2.1.2.      Le locataire n’est pas tenu de respecter absolument la destination des lieux.
Le droit commun précise que le preneur est tenu d’user de la chose louée suivant la destination qui lui a été donnée par le bail, ou suivant celle présumée d’après les circonstances, à défaut de convention (article 1728 du Code Civil). Ainsi, le bail fixe l’usage que le locataire pourra faire de l’immeuble (habitation, exercice de telle activité professionnelle…). L’article 1729 du Code Civil ajoute que le bailleur peut faire résilier le bail si le locataire emploie la chose louée à usage autre que celui stipulé par le contrat.
En matière commerciale, beaucoup de bailleurs définissent de manière stricte les activités permises au locataire (exemple : bail conclu à usage de librairie, ou d’épicerie). Cependant, l’activité commerciale a parfois besoin d’évoluer et la loi a donc prévu de permettre au locataire commerçant de modifier plus ou moins la nature de ses activités : c’est la «déspécialisation».
2.1.2.1.            La déspécialisation restreinte (article L 145-47 du Code de Commerce)
La déspécialisationrestreinte est le droit accordé au locataire d’adjoindre à l’activité prévue au bail des activités connexes ou complémentaires (article 34 du décret).
Toutefois, le preneur ne jouit pas d’un droit discrétionnaire d’étendre ses activités : toute extension ou modification de commerce sans respecter la procédure prévue à l’article 34 du décret peut entrainer la résiliation du bail ou motiver un refus de renouvellement.
C’est le Tribunal de Grande Instance qui a compétence pour se prononcer sur le caractère connexe ou complémentaire des activités projetées ; aucun délai n’est prévu par sa saisine et l’appréciation des juges est souveraine.
2.1.2.2.            La déspécialisation plénière (article L 145-48 du Code de Commerce)
On appelle déspécialisation plénière, l’autorisation donnée au locataire d’exercer une ou plusieurs activités différentes de celles prévues au bail. Elle consiste soit en l’adjonction d’activités ne présentant pas un caractère connexe ou complémentaire avec l’activité prévue au bail, soit même un changement total de destination.
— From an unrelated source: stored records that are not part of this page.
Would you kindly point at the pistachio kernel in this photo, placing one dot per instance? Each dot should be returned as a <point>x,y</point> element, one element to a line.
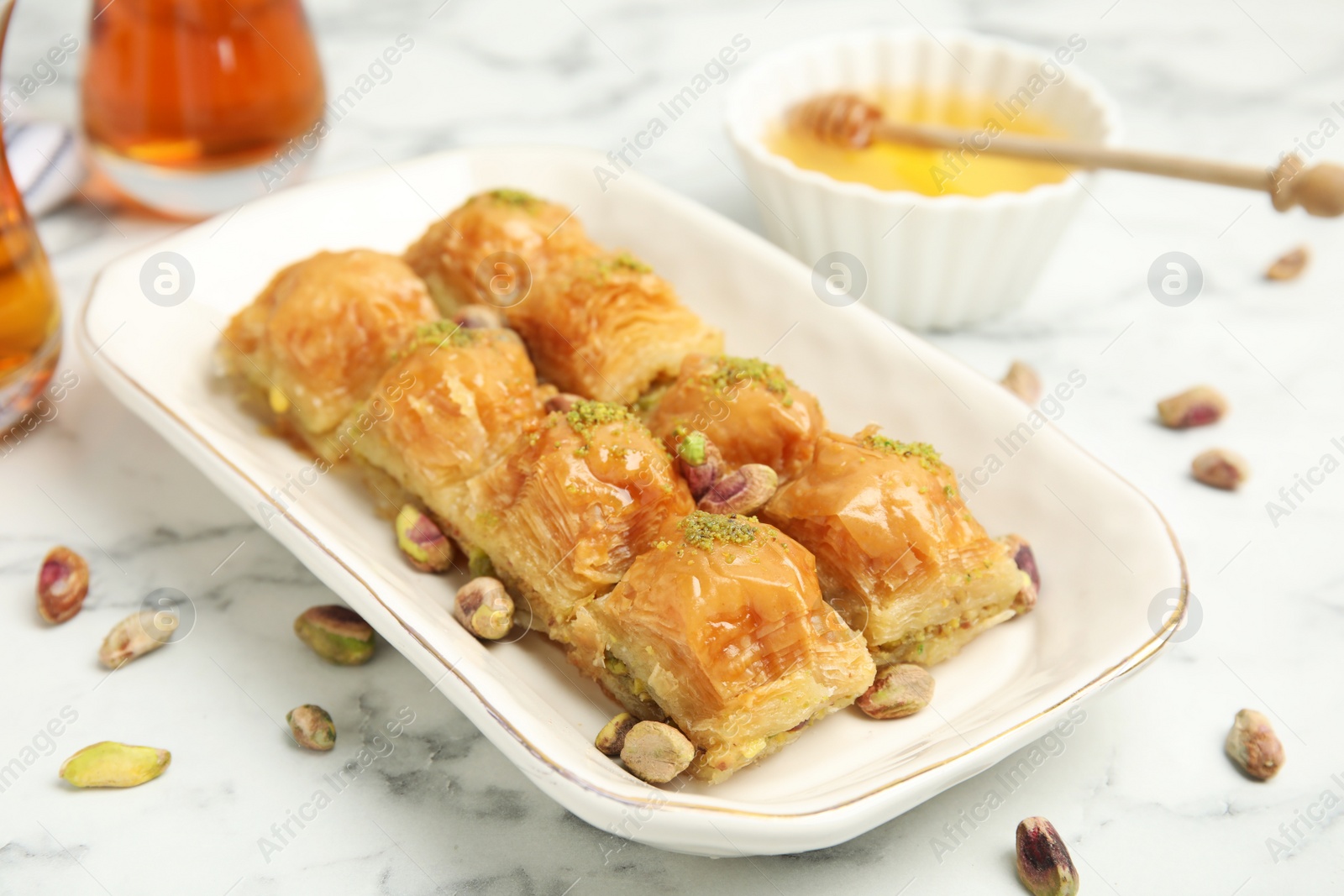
<point>1023,382</point>
<point>1254,747</point>
<point>423,542</point>
<point>741,492</point>
<point>562,402</point>
<point>479,563</point>
<point>1290,265</point>
<point>62,584</point>
<point>699,463</point>
<point>656,752</point>
<point>1198,406</point>
<point>113,765</point>
<point>1026,560</point>
<point>900,689</point>
<point>312,727</point>
<point>484,607</point>
<point>1043,862</point>
<point>136,636</point>
<point>1221,469</point>
<point>611,741</point>
<point>338,634</point>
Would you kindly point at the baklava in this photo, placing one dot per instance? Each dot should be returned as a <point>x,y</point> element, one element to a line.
<point>450,405</point>
<point>722,631</point>
<point>898,553</point>
<point>472,254</point>
<point>318,338</point>
<point>748,409</point>
<point>568,508</point>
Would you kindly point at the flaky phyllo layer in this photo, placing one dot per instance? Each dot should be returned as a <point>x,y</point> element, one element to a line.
<point>722,629</point>
<point>898,553</point>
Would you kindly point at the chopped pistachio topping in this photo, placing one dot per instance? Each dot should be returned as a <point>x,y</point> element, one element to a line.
<point>702,530</point>
<point>927,453</point>
<point>732,371</point>
<point>586,414</point>
<point>692,448</point>
<point>440,332</point>
<point>514,197</point>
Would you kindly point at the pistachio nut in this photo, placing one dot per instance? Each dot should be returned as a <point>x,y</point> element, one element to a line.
<point>1221,469</point>
<point>112,765</point>
<point>1290,265</point>
<point>484,607</point>
<point>1023,382</point>
<point>699,463</point>
<point>423,542</point>
<point>479,317</point>
<point>741,492</point>
<point>336,634</point>
<point>312,727</point>
<point>1198,406</point>
<point>1254,747</point>
<point>612,738</point>
<point>1043,862</point>
<point>136,636</point>
<point>62,584</point>
<point>656,752</point>
<point>562,402</point>
<point>900,689</point>
<point>1026,559</point>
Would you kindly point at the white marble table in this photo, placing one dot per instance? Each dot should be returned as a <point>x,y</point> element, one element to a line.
<point>1142,790</point>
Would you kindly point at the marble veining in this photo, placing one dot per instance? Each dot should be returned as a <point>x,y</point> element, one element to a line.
<point>1140,788</point>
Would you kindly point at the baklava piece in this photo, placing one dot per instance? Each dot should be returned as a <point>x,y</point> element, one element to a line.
<point>315,342</point>
<point>898,553</point>
<point>449,406</point>
<point>470,255</point>
<point>721,629</point>
<point>748,409</point>
<point>568,508</point>
<point>606,327</point>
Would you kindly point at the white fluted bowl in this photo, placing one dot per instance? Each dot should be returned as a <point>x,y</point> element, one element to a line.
<point>927,262</point>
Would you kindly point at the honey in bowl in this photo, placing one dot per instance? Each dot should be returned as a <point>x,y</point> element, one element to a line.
<point>932,172</point>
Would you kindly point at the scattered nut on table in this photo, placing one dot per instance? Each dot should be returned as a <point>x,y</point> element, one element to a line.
<point>1023,382</point>
<point>1198,406</point>
<point>699,463</point>
<point>336,634</point>
<point>312,727</point>
<point>113,765</point>
<point>611,741</point>
<point>656,752</point>
<point>1254,747</point>
<point>136,636</point>
<point>1290,265</point>
<point>62,584</point>
<point>484,607</point>
<point>900,689</point>
<point>423,542</point>
<point>1043,862</point>
<point>743,492</point>
<point>1221,469</point>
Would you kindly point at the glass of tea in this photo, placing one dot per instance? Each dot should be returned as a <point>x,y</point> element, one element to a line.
<point>194,107</point>
<point>30,311</point>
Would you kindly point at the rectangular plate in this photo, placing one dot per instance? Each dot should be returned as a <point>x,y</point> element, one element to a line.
<point>1106,553</point>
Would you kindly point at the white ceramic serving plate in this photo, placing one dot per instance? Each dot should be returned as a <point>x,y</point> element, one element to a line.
<point>1105,551</point>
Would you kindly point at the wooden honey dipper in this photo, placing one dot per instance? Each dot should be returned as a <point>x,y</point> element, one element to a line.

Aussi, est-elle soumise à des conditions plus sévères que la déspécialisation restreinte : elle ne peut être autorisée en principe que lorsqu’elle est justifiée par la conjoncture économique et les nécessités de l’organisation rationnelle de la distribution. Toute latitude est laissée aux tribunaux pour cette appréciation, mais ceux-ci rejettent les demandes du droit de cession. Il convient au surplus que les activités nouvelles soient «compatibles avec la destination, les caractères et la situation de l’immeuble».
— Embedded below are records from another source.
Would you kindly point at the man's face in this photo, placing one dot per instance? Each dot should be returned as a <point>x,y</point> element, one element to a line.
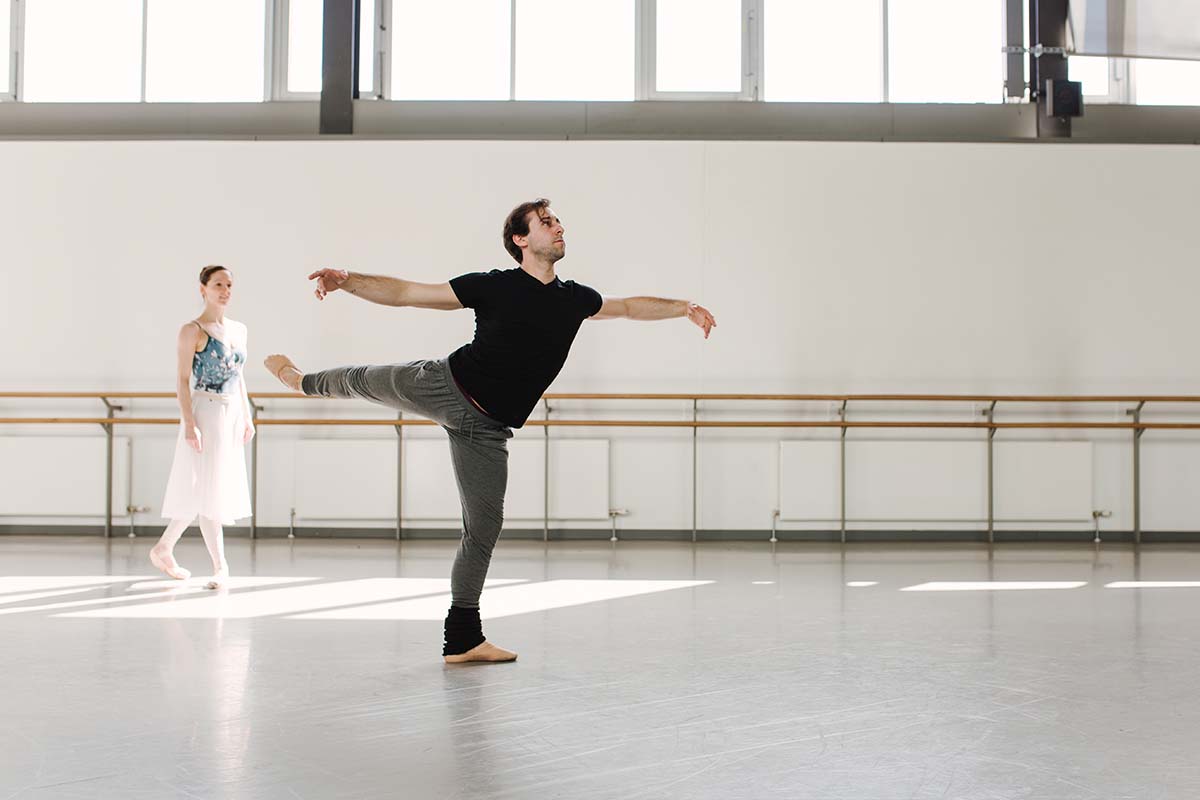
<point>545,239</point>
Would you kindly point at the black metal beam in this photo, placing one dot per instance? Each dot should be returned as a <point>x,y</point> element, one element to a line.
<point>1048,29</point>
<point>339,66</point>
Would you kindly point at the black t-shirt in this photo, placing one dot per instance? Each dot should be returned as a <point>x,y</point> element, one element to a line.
<point>523,331</point>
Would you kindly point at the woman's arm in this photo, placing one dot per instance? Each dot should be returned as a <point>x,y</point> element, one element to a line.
<point>185,350</point>
<point>249,411</point>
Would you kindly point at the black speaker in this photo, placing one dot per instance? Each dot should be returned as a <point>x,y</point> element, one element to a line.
<point>1065,98</point>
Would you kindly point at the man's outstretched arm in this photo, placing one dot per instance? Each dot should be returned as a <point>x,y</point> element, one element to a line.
<point>651,308</point>
<point>385,290</point>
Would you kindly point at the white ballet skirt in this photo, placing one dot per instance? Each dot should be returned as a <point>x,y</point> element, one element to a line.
<point>213,482</point>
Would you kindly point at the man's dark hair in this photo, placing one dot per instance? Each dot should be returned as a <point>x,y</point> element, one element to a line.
<point>516,224</point>
<point>208,272</point>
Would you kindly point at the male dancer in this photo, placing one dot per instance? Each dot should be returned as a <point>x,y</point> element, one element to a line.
<point>526,319</point>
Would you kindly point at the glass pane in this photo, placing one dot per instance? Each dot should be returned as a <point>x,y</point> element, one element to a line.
<point>205,50</point>
<point>1167,83</point>
<point>699,46</point>
<point>366,48</point>
<point>305,20</point>
<point>454,49</point>
<point>97,58</point>
<point>5,50</point>
<point>823,52</point>
<point>575,49</point>
<point>946,50</point>
<point>1092,71</point>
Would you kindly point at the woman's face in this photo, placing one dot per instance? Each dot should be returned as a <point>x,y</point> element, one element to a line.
<point>219,289</point>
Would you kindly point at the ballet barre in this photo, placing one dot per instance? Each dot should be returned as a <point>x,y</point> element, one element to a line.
<point>1135,426</point>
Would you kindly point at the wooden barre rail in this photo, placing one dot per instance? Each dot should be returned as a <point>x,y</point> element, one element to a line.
<point>561,396</point>
<point>1135,426</point>
<point>647,423</point>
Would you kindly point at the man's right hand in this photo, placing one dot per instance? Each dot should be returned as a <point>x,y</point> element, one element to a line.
<point>328,281</point>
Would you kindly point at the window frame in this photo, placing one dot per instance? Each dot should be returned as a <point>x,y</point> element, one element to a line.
<point>646,54</point>
<point>11,92</point>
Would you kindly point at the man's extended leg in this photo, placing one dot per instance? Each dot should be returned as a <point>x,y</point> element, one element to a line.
<point>417,388</point>
<point>480,459</point>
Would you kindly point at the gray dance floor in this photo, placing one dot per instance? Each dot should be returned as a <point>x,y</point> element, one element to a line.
<point>646,671</point>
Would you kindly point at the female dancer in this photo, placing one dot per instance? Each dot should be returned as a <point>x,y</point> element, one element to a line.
<point>208,477</point>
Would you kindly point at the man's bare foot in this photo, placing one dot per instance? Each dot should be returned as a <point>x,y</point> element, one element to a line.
<point>283,368</point>
<point>483,653</point>
<point>163,560</point>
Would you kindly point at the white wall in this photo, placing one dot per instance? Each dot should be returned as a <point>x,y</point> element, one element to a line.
<point>831,268</point>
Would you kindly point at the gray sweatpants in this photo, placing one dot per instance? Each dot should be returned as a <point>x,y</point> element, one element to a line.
<point>478,449</point>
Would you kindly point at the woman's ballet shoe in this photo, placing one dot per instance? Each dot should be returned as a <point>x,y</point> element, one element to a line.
<point>168,566</point>
<point>484,653</point>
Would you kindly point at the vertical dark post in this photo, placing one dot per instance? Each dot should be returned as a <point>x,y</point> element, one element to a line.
<point>339,68</point>
<point>1048,29</point>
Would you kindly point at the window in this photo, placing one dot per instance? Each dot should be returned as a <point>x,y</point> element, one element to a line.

La procédure est prévue par les articles 34-1 et suivants du décret : le Tribunal de Grande Instance est compétent soit pour autoriser ou refuser la transformation, soit pour en fixer les modalités ; il l’est également pour statuer éventuellement sur les droits des créanciers inscrits et des locataires opposants (article 34-4).
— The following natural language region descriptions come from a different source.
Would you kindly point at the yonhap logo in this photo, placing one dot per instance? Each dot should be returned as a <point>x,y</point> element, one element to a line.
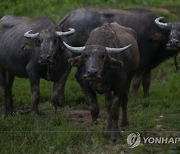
<point>133,140</point>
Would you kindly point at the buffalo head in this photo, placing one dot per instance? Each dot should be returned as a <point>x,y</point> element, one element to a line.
<point>174,35</point>
<point>49,42</point>
<point>95,59</point>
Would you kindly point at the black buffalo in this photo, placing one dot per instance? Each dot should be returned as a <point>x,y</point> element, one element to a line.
<point>152,40</point>
<point>104,68</point>
<point>32,48</point>
<point>174,36</point>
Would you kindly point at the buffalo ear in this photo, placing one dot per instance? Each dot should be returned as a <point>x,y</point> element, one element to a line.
<point>28,46</point>
<point>75,61</point>
<point>113,63</point>
<point>158,37</point>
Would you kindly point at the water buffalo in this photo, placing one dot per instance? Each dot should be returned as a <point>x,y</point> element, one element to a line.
<point>174,36</point>
<point>104,68</point>
<point>32,48</point>
<point>151,47</point>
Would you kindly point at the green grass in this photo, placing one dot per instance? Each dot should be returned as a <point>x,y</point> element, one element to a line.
<point>68,133</point>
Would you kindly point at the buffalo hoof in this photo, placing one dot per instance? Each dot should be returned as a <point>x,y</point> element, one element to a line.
<point>115,136</point>
<point>124,124</point>
<point>8,112</point>
<point>135,95</point>
<point>146,94</point>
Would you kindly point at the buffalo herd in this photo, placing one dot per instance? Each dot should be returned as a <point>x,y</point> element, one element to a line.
<point>109,47</point>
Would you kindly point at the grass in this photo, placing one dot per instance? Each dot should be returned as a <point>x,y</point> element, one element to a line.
<point>68,132</point>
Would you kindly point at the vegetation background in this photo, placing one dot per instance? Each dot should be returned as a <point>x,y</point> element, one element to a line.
<point>71,130</point>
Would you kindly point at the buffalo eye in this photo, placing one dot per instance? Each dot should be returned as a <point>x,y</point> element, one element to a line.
<point>38,41</point>
<point>85,55</point>
<point>55,41</point>
<point>103,56</point>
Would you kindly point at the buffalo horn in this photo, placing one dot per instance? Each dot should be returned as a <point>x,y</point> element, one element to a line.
<point>28,35</point>
<point>160,24</point>
<point>117,50</point>
<point>74,49</point>
<point>71,30</point>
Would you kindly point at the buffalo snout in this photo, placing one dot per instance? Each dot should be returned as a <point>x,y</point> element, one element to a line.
<point>92,74</point>
<point>174,42</point>
<point>44,58</point>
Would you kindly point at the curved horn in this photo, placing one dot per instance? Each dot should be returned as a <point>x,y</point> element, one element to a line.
<point>71,30</point>
<point>28,35</point>
<point>160,24</point>
<point>74,49</point>
<point>117,50</point>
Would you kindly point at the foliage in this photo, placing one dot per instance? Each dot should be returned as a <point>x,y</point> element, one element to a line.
<point>58,134</point>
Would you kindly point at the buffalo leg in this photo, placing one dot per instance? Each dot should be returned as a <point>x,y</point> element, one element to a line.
<point>124,120</point>
<point>6,82</point>
<point>115,109</point>
<point>58,95</point>
<point>176,62</point>
<point>3,91</point>
<point>146,80</point>
<point>35,93</point>
<point>136,84</point>
<point>91,95</point>
<point>9,84</point>
<point>109,101</point>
Le bailleur a la faculté de demander une nouvelle fixation du loyer sans application au plafond indiciaire et ce, sans attente comme pour la déspécialisation restreinte, la date de la révision triennale.
2.1.2.3.            Autre déspécialisation (article L 145-51 du Code de Commerce).
Quand le locataire, ayant demandé à bénéficier de ses droits à la retraite du régime social auquel il est affilié aura signifié à son propriétaire et aux créanciers inscrits sur le fonds de commerce son intention de céder son bail en précisant la nature des activités dont l’exercice est envisagé ainsi que le prix proposé, le bailleur aura, dans un délai de 2 mois, une priorité de rachat aux conditions fixées dans la signification. A défaut d’usage de ce droit par le bailleur, son accord sera réputé acquis, si dans le délai de 2 mois, il n’a pas saisi le Tribunal de Grande Instance.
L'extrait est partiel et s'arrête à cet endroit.